Saturday, April 27, 2013
In my small group at WPUMC we're reading Brian McLaren's Naked Spirituality: A Life WIth God In 12 Simple Words. It introduced me to the concept of a Temporary Autonomous Zone (TAZ).
"...rigid conformity and emotional inhibition stultify the human spirit, and so occasionally people defy the authorities and dare to dance. They create what author Kester Brewin describes as Temporary Autonomous Zones (TAZs), places where the normal patterns of hegemony and homogeneity are broken."
This is taken from page 65, quoting Barbara Ehrenreich, and citing examples like Woodstock, Burning Man, Mardi Gras. These events, at their best are about jubilation, freedom, and connection. He continues on page 67.
"Could it be that the kingdom of God is the ultimate TAZ, the ultimate liberation from the normal oppressive patterns of hegemony and homogeneity."
When I was single and child free it was a lot easier for me to resent and resist hegemony and homogeneity. Certainly they were always there, but I did feel freer to choose people, interests, and expression that were outside the norm. I didn't dream of marriage, family, and home ownership. I dreamt of living purposefully, finding a way to make a difference, to be my own, and to be different.
That desire was part of why I chose the graduate school and program that I did. Whole Systems Design (WSD) at an alternative university. My dream took the shape of wanting to write, specifically articles about good news, and then maybe start my own program focused on that kind of story. Producing the stories. Training people to seek, articulate, and promote good news. But WSD didn't work that way for me. It focused on talking and small groups. Not my areas of professional interest. Worse, to me, it didn't help equip me to navigate or talk back to the "real world" of hegemony and homogeneity. I graduated more adrift and vulnerable than I started.

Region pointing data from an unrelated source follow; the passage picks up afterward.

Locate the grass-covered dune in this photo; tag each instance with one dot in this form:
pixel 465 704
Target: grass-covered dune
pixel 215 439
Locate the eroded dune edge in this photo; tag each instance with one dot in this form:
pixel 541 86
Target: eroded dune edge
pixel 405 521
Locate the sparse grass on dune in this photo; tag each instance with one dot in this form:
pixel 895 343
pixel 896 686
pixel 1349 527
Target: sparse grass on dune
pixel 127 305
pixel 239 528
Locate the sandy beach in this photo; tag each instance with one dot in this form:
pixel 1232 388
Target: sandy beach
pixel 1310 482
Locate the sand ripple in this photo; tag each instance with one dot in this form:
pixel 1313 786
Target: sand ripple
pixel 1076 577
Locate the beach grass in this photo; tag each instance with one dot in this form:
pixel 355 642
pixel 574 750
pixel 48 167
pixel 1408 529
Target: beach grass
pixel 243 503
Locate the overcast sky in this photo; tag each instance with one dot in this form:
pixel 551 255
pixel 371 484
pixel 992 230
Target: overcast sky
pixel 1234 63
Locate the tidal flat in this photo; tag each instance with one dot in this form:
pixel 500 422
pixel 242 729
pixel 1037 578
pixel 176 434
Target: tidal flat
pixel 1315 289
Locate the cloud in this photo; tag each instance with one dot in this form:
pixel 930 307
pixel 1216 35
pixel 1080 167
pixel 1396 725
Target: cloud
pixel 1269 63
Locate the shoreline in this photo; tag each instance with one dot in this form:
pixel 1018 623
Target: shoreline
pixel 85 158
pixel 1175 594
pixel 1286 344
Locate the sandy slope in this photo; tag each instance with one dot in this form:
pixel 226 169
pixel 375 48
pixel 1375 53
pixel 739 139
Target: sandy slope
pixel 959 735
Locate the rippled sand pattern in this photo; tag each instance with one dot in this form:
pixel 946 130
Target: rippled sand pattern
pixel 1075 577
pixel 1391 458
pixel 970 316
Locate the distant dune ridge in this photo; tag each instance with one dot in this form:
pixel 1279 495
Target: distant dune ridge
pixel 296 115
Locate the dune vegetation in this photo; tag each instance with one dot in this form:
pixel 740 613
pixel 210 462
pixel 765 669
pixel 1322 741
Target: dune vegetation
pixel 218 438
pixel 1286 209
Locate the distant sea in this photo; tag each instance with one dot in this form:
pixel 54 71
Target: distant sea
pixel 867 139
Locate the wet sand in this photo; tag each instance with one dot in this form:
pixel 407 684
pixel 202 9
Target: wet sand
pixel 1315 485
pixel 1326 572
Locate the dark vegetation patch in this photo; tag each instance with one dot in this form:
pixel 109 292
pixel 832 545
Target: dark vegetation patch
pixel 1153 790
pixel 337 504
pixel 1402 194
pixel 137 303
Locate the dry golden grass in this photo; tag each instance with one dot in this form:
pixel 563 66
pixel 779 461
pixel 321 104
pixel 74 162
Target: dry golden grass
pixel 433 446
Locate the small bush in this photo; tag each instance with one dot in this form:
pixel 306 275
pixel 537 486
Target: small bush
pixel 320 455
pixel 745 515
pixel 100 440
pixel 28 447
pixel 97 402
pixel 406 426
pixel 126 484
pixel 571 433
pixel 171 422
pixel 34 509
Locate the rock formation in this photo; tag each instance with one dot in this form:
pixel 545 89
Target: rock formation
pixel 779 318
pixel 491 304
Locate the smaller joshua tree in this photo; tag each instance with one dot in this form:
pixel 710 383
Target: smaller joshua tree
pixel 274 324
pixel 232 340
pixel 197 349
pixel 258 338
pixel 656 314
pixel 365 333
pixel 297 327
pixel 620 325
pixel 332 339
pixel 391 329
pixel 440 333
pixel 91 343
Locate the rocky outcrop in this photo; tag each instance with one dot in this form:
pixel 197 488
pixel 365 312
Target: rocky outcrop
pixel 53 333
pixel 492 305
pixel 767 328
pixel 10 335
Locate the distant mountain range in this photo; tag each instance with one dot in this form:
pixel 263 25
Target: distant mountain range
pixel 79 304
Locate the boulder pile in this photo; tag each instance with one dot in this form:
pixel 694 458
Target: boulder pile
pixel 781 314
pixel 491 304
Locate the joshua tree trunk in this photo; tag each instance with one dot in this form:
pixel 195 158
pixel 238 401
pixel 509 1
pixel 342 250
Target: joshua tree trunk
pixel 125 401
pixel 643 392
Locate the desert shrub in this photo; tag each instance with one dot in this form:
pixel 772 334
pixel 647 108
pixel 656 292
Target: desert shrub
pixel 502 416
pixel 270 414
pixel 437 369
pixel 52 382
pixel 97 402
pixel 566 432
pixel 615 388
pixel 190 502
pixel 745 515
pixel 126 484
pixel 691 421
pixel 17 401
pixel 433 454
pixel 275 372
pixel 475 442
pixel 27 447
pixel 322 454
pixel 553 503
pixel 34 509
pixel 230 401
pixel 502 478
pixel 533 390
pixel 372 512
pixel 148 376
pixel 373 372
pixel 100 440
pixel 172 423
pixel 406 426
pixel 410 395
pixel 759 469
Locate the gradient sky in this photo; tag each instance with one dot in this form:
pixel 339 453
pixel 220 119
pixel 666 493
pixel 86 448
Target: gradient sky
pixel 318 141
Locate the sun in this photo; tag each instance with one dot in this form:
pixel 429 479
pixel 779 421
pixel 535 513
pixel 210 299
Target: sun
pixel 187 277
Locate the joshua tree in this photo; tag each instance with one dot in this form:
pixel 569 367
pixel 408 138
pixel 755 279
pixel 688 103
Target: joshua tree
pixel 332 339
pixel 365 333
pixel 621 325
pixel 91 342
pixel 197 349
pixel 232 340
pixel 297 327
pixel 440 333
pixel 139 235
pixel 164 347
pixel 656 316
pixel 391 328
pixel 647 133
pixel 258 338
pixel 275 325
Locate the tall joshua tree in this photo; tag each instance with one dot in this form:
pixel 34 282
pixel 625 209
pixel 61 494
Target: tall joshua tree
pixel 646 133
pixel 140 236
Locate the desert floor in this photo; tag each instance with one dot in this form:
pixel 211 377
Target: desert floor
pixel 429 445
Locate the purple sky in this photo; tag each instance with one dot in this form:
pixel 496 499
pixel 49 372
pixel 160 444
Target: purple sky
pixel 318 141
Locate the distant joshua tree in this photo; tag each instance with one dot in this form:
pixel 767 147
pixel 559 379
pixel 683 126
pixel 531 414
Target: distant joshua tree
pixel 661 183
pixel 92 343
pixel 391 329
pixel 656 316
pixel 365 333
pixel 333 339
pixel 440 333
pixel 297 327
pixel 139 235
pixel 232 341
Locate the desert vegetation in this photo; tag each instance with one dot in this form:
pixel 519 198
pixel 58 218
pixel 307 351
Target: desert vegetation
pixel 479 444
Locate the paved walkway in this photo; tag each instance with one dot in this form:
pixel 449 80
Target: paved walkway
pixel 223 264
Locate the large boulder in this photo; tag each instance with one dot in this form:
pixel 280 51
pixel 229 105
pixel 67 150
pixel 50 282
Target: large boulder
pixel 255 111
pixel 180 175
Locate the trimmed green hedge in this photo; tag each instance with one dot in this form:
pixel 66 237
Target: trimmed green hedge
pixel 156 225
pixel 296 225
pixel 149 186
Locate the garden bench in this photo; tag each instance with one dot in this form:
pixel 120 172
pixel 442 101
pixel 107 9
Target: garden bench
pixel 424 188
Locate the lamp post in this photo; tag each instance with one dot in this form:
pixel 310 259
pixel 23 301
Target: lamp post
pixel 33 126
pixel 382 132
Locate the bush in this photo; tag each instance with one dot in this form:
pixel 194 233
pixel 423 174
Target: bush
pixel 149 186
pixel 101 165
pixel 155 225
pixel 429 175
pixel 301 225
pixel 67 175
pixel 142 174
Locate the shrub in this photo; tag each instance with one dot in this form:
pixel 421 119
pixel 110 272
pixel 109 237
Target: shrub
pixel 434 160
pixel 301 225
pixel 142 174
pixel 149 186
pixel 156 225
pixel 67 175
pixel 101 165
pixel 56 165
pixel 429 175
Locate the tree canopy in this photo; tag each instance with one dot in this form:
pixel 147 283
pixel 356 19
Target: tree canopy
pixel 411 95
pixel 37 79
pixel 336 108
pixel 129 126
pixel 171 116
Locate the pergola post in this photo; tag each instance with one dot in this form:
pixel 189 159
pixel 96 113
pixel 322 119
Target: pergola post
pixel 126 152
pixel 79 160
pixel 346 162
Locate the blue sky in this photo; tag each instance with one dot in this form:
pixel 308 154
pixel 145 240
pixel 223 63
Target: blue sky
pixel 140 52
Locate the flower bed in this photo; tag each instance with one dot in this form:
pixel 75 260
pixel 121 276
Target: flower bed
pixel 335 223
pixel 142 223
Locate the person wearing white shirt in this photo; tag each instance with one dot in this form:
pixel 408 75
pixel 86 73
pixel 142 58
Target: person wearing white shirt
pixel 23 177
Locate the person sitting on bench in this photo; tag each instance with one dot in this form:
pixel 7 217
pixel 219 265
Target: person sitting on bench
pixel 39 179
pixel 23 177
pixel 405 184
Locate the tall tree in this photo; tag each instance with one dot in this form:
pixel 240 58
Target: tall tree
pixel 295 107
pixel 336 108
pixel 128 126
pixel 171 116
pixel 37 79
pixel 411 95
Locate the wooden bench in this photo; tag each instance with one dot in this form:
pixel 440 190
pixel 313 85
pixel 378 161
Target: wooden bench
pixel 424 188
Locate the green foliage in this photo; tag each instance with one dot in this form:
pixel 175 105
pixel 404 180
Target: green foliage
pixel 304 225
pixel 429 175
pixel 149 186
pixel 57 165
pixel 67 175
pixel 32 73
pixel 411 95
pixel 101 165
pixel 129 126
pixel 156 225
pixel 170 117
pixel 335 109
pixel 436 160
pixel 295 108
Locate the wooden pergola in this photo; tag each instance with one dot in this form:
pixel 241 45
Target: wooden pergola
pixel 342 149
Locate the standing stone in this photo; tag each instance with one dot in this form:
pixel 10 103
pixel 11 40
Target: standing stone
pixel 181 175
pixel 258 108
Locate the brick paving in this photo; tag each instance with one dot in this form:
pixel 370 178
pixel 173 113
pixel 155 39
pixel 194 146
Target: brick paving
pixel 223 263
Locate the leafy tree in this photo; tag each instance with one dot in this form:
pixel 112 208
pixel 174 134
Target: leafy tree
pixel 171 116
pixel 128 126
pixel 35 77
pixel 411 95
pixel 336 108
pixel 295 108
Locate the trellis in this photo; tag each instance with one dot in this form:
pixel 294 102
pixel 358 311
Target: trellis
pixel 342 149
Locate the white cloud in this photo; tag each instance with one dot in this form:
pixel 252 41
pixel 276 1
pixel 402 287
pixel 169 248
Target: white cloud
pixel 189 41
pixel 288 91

Reentering the "real world" I married my grad school honey, started an interim job, and suddenly fell pregnant. Six years later I'm still at the job working as the sole provider for my little family. I feel trapped in the hegemony and homogeneity of job, home, and child rearing. Any little gap for autonomy is savored, celebrated, and jealously guarded.
These days I find my Temporary Autonomous Zones in my small groups (ironically enough given the grad school debacle), both the Christian group and the Pagan group. Granted, we are not dismantling patriarchy or otherwise disrupting the status quo in publicly recognizable ways. But we are peeling away our conformity and inhibition to unveil to ourselves and these trusted friends our thoughts, feelings, and private realities. And in Pagan ritual we even "dare to dance."
Today it is easy for me to accept grace as the thing that pierces hegemony and homogeneity and frees us to be authentic souls liberated from the rules that stultify human life. This definition holds true to the example of Jesus's life - practicing a life of loving others that put him outside the rules and mores of the law and the culture of his time. He stands as the model of how Christians too ought to live lives of love, lives changed by that grace. I experience this kind of grace in the Pagan rituals as we minister to each other in ceremony, raise energy together, and "party like Pagans."
But it's challenging me and yet I'm hungry for it, to have this grace in the rest of my life in the "real world." (I guess that's why they're "temporary" autonomous zones.) How do I live a daily life of such grace, outside the bounds of hegemony and homogeneity? Is it just part of being fully human that we develop and abide by these conventions? To live in this world, a soul and a body, means we entangle ourselves in these invisible, powerful things. And it's a life of spirituality, of practice and of hunger, that manifests the desire for grace and the means to be grace to ourselves and others.